Program Control

As with virtually all programming languages, the Unix shell provides the capability for conditional logic statements. Unlike other languages however, this capability comes in two distinct components, a testing component and a control component. These separate components can be used independently or in combination with each other.

Conditional Testing Statements

The first component used to build conditional statements is the test command. The test command is typically referenced using pairs of square brackets, that is [ ]. Test is used to evaluate the logical condition of its enclosed arguments and therefore always returns a boolean value (as before, TRUE implies an exit status of zero, FALSE implies an exit status of non-zero). The test command is a very powerful and flexible command which requires careful attention to detail when used. The generic syntax of the test command looks as follows:

 	[ condition to test ]

The conditions for which test can check are quite numerous (and are partially listed in the table below). Starting with a simple example, consider the following:

	$ [ -f /etc/passwd ] [Enter]	
	$ echo $? [Enter]
	0

In this example, when used with the -f option, test returns a TRUE status if the file /etc/passwd exists and is an ordinary file, otherwise it returns FALSE (indicated by a non-zero status). Thus, in this example, the /etc/passwd file does exist as an ordinary file as evident by the zero return status.

It is important to note from the start that test is quite the persnickety command. Notice the spaces following the open bracket and preceding the closing bracket. These are mandatory and frequently the source of errors reported by test. Consider the following example noting the missing space before the closing bracket:

	$ [ -f /etc/passwd] [Enter]	
	ksh: [: missing ]

In this example, test fails to parse the command as entered and the shell returns a rather cryptic error message. Whenever errors result from using the test command, it is a good practice to examine your usage of test, paying close attention to syntax, specifically spacing.

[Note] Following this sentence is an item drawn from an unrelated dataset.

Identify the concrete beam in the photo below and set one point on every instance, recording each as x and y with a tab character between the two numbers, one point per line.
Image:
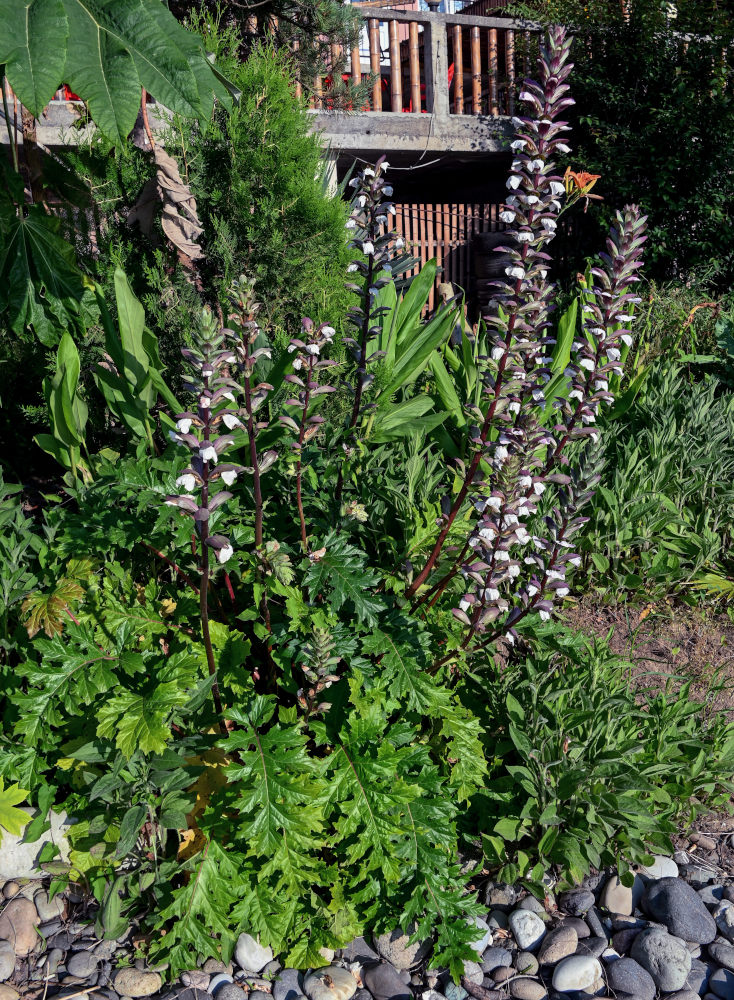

Looking at another example:

	$ DAY=Tue [Enter]			    
	$ [ $DAY = `date | cut -c1-3` ] [Enter]

Here, the the first statement assigns the three character string "Tue" to the shell variable DAY. In the second command, the test command compares the equality of the variable $DAY with the result of the date command piped through the cut filter, keeping only the first three characters. Test will return a TRUE value if the actual day of the week is Tuesday, and FALSE otherwise. As mentioned above, pay close attention to the spaces following the open bracket and preceding the closing bracket, as well as the spaces surrounding the equal sign.¹

At this point I would like to introduce an important concept with respect to the test operator, namely possible states of evaluation. As mentioned earlier, test is a boolean operator returning results of TRUE or FALSE. However, another scenario that may occur is that of command failure. Test will always return TRUE or FALSE, since it is a boolean operator. That being stated, the test operation can result in success and return TRUE (zero), test can result in non-success and return FALSE (non-zero), or test can have erroneous evaluation resulting in command failure as shown above (which also returns a non-zero status). This latter scenario is typically not a desirable outcome from the test command and should be anticipated and handled.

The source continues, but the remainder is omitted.